Pastor’s Notes: The Opposite of Addiction is Connection

Group of people talking with Pastor Mike with balloons

Dear Friends,

Last week someone (thanks Betsey!) texted me a TED talk by Johann Hari, an author whose books really make me think.  In the talk Mr. Hari says “the opposite of addiction is connection.”  He makes a compelling argument that healing in addiction is more successful if we find ways to connect to each other.  

Dr. King says, “we are all tied together in an inescapable network of mutuality” – something so obvious it might seem like – “duh.”  Here is the thing, for example, one might say (okay, okay, I might say) – the immigration issue roiling our nation right now (and for a long while – not only in recent history, but throughout the long history of our nation) is a question of who is welcome and who is not.  Who believes we are tied together and who believes we are not.
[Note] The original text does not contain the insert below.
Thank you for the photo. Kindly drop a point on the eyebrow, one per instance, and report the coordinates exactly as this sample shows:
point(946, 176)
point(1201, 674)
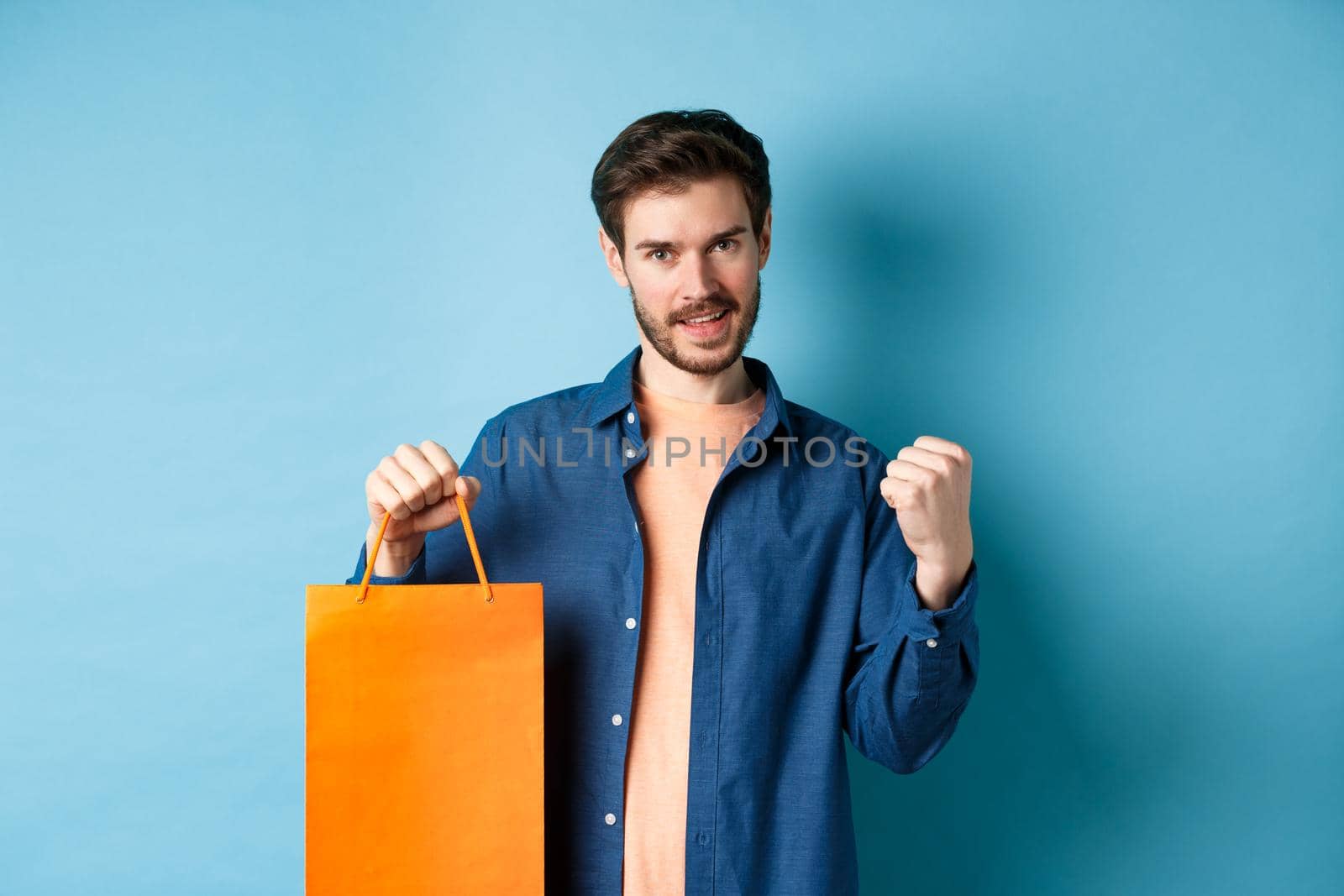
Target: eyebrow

The whole Bible is an argument about who is in and who is out if you get right down to it.  There is never a time in the whole history of the prophets in the Bible where God says, “I’m really angry at y’all, because you are just too welcoming of the stranger!”  Not once.  God says over and over again to the people who escaped slavery in Egypt “remember you were once strangers in this land.”

A good thing for us all to remember.  Even every day.  

And this is not only about immigrants.  No, no, no.  We have difficult times in communities AND churches welcoming people who are different from us by ethnicity, economics, gender fluidity, language, etc.…. And we have a really difficult, difficult time admitting it while we like to point fingers at those who aren’t as welcoming to our favorite groups.

AND, it is absolutely true immigration issues are not simple things (nor any of the others I mention above); they are quite complex and require real nuance, thought, intelligence, and wise policy.  I want us to be a place where those things can happen.

Human kindness is an excellent place to begin.   And those of us in the faith community, in the Christian community, ought to be the first to say it, the first to critique ourselves about it, the first to highlight new practices leading us to see one another more clearly, honestly, and joyfully.

Late last summer, Destiny Bort and Max Miller welcomed their child Enzo into the world. (I got to see him the day he was born.)  Cam and Duncan Hutchins’s child may be born by the time you receive this email.  More connections joining us all the time…isn’t this how we hope the world will receive these children?

Keep tellin’ the Story,

Michael Mather signature

Mike

Enjoy the Los Angeles Gay Men’s Chorus singing a song of welcome “Home.”

This week’s takeaway: We are all tied together in an inescapable network of mutuality.